Десятник с Кузьмой, который, как оказалось, был его племянником, получили пять изрядных мешков с зерном и мешочки с порохом, кремень для замков, свинец для пуль. Как мне помнилось, полагались еще деньги. Но денег нам не дали. То ли неправильно я помнил, то ли приказчик решил, что ему деньги нужнее. Но все промолчали. Я тоже не стал бочку катить: тут стоит присмотреться, обжиться, понять, что к чему.

За пару месяцев обжились. Дома себе построили, благо леса завались. Вместе валили деревья, очищали их от веток и сучьев.

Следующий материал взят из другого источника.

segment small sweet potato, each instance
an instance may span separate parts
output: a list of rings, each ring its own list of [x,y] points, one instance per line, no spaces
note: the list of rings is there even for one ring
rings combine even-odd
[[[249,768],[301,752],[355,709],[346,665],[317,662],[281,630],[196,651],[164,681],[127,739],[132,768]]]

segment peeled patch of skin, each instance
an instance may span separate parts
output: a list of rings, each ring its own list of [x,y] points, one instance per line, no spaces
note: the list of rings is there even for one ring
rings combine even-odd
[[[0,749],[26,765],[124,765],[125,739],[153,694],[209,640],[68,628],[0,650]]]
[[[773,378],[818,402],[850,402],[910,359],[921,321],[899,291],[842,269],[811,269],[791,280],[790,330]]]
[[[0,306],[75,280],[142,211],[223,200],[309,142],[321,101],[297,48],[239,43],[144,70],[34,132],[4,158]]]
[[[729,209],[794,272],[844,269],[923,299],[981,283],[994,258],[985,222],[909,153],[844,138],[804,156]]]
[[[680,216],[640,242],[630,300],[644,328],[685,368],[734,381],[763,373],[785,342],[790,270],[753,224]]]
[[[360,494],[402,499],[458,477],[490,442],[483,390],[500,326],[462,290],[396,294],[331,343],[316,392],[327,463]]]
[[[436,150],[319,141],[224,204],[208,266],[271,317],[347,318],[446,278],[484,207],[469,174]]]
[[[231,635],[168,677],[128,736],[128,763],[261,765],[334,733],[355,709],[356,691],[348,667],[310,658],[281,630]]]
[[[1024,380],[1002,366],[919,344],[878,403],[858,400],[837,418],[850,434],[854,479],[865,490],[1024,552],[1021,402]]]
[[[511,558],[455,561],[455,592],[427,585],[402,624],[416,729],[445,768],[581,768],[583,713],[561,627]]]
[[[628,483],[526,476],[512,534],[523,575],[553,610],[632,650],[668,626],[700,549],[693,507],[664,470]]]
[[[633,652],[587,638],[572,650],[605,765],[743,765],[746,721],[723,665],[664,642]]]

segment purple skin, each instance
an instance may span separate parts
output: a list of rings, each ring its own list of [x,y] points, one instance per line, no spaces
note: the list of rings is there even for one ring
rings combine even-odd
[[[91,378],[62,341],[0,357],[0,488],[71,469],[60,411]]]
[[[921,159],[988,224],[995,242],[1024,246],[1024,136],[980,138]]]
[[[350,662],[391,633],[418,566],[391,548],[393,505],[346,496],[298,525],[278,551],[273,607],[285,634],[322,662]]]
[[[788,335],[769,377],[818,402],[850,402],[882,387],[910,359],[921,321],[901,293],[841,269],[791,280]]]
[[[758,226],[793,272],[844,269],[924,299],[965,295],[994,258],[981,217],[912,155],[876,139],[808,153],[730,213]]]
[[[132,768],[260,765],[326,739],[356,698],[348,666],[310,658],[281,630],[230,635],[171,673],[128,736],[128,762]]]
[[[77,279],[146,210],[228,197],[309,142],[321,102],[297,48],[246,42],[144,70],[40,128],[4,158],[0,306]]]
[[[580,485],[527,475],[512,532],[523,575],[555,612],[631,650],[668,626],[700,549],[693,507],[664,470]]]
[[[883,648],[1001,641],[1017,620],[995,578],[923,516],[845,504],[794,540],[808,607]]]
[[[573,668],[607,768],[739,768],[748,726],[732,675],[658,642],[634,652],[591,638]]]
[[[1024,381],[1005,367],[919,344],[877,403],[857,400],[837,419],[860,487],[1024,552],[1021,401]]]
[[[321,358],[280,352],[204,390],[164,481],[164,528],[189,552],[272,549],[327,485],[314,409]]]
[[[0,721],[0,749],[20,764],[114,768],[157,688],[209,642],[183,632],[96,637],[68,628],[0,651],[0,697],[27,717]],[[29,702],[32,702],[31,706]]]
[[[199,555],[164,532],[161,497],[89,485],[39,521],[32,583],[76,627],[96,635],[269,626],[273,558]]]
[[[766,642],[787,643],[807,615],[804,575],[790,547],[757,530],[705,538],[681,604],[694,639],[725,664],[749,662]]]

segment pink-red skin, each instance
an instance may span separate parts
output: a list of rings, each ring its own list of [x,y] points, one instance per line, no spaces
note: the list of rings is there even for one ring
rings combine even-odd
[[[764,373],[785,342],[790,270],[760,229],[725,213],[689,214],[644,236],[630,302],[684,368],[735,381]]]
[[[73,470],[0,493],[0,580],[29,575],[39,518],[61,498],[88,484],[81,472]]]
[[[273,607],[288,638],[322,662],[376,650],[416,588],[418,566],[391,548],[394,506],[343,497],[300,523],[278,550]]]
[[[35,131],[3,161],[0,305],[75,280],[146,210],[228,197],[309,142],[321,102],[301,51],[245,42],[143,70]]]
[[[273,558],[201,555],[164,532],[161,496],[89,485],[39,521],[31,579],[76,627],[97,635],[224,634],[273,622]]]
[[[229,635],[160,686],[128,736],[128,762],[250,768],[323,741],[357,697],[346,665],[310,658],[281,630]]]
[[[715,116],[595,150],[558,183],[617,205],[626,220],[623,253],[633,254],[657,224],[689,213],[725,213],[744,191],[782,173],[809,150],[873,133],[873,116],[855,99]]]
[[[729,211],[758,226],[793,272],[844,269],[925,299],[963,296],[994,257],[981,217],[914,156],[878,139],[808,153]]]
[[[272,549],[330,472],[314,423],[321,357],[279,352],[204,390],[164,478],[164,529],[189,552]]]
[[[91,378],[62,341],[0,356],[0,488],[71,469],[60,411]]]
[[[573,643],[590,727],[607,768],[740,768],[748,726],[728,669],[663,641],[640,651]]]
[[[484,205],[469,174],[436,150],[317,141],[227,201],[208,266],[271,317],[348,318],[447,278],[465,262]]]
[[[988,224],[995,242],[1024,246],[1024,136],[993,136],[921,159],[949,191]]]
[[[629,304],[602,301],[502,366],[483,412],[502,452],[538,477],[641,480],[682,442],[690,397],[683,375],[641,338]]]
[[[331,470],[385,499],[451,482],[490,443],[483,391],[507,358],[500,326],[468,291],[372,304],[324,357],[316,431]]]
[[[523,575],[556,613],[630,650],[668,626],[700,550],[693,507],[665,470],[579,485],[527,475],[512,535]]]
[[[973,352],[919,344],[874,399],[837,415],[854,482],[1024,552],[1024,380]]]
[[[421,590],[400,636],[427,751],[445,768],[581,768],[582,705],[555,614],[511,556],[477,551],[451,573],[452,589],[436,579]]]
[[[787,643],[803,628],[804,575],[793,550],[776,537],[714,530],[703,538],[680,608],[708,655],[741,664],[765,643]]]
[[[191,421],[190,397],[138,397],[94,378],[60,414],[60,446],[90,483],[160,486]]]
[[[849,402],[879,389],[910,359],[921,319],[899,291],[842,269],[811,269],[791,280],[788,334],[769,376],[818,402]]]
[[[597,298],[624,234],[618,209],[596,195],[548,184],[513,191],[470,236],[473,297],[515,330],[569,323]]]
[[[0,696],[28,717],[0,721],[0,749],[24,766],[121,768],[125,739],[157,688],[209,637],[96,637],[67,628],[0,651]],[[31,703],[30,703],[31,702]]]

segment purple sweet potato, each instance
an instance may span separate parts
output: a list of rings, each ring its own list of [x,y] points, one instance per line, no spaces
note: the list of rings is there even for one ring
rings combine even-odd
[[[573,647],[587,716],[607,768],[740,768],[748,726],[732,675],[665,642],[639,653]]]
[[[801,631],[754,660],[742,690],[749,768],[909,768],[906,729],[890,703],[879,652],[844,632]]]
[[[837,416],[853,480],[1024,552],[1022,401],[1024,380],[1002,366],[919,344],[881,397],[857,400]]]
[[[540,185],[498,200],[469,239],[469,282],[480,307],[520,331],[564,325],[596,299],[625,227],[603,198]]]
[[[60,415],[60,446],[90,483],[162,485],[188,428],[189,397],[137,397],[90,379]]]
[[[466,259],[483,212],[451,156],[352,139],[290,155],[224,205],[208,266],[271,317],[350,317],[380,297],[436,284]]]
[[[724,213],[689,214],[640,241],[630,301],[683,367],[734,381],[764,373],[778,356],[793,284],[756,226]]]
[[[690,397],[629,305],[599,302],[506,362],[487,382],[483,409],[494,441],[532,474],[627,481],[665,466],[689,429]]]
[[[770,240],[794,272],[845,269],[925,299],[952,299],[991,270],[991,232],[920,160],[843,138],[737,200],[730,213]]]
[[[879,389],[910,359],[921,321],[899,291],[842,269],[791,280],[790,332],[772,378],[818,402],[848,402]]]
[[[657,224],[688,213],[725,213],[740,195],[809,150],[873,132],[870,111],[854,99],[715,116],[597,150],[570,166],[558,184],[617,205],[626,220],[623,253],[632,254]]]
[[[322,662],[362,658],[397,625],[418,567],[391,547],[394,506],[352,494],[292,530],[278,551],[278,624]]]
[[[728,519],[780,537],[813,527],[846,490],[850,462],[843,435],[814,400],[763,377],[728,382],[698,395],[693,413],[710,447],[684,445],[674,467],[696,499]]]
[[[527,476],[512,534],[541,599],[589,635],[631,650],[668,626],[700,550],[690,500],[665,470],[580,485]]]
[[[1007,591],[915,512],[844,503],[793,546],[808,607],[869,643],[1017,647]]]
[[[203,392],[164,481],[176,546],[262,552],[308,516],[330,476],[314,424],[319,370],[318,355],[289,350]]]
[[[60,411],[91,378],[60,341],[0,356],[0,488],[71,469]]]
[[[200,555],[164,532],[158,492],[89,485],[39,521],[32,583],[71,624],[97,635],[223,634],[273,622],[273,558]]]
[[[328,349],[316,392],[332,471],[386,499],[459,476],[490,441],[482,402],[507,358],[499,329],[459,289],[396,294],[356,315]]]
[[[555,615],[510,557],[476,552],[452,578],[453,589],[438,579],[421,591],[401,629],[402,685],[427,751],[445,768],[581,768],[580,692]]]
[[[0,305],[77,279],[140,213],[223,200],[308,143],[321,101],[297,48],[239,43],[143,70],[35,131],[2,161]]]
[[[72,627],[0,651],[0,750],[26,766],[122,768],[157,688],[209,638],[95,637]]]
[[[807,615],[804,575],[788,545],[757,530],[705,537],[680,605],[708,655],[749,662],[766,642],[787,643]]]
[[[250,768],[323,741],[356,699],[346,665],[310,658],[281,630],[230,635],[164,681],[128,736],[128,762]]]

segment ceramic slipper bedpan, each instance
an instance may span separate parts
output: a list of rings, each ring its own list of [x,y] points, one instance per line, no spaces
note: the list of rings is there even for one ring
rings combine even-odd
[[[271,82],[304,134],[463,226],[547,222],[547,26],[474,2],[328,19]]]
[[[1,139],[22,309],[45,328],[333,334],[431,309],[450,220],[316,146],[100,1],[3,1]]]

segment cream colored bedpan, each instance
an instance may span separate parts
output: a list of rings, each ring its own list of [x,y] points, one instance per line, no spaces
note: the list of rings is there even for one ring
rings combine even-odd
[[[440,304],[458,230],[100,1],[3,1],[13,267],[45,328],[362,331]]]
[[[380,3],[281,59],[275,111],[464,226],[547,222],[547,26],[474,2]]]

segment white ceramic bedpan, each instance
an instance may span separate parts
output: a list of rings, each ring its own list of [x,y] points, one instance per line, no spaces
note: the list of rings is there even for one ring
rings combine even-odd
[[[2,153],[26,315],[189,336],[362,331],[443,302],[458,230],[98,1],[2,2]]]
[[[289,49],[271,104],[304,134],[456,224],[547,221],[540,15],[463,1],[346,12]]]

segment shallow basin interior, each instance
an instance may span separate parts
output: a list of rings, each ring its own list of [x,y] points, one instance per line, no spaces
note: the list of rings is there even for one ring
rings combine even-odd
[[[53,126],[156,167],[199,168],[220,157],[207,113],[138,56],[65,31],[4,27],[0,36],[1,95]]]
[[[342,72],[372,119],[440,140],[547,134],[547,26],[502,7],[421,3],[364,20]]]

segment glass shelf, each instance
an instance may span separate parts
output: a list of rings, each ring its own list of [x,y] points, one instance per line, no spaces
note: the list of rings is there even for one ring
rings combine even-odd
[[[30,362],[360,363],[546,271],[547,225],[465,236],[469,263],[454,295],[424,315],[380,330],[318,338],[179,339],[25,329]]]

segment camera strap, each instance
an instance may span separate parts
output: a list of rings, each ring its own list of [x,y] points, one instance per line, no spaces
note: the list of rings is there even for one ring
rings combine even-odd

Особое искусство — потом делать венцы. Честно скажем, у меня получалось не особенно. Хуже только у Трофима: он второй рукой еще не очень владел. Макар, с которым мы вроде бы выросли вместе, порой изумленно поглядывал на мой очередной косяк, но ничего не говорил. Я тоже не стал объясняться. Потом вместе складывали срубы, делали крышу.

Кстати, сдружились. Парни оказались классные. Вроде бы и «под погонами», а вроде бы и вольница разбойничья. Где-то посередине. Меня это сильно удивляло: взять то, что плохо лежит или некому защитить — святое дело, но не государеву казну. Тут всё серьезно. За нее и бой принять можно, и жизнью рискнуть. Собственно, работа наша и состояла в том, чтобы ездить по стоянкам местных людей, ясак собирать, а потом весь его в Якутск возить.

Особое искусство — складывать печи. Сделать избу по-черному — штука несложная: в центре выкладывают очаг, на крыше делают пазухи, чтобы дым хоть как-то вытягивало. Топи и живи в свое удовольствие. Многие, между прочим, так и жили, но наш десятник, дядька Николай, нашел печника. Договорился, что платить будем не деньгами, а отработаем. Отработали. Всё лучше, чем деньгой, которой почти не было.

Да, забыл сказать. Узнал, что я не просто Онуфрий, а Онуфрий Степанов сын. Поскольку же прозвище Кузнец прилипло ко мне намертво, то, скорее всего, вселился я в сподвижника Ерофея Хабарова (помню, был такой персонаж в истории Приамурья). Не совсем по моему профилю, но рядом. Узнал я и то, что год сейчас 7155-й от сотворения мира. То есть 1647-й в привычном мне исчислении.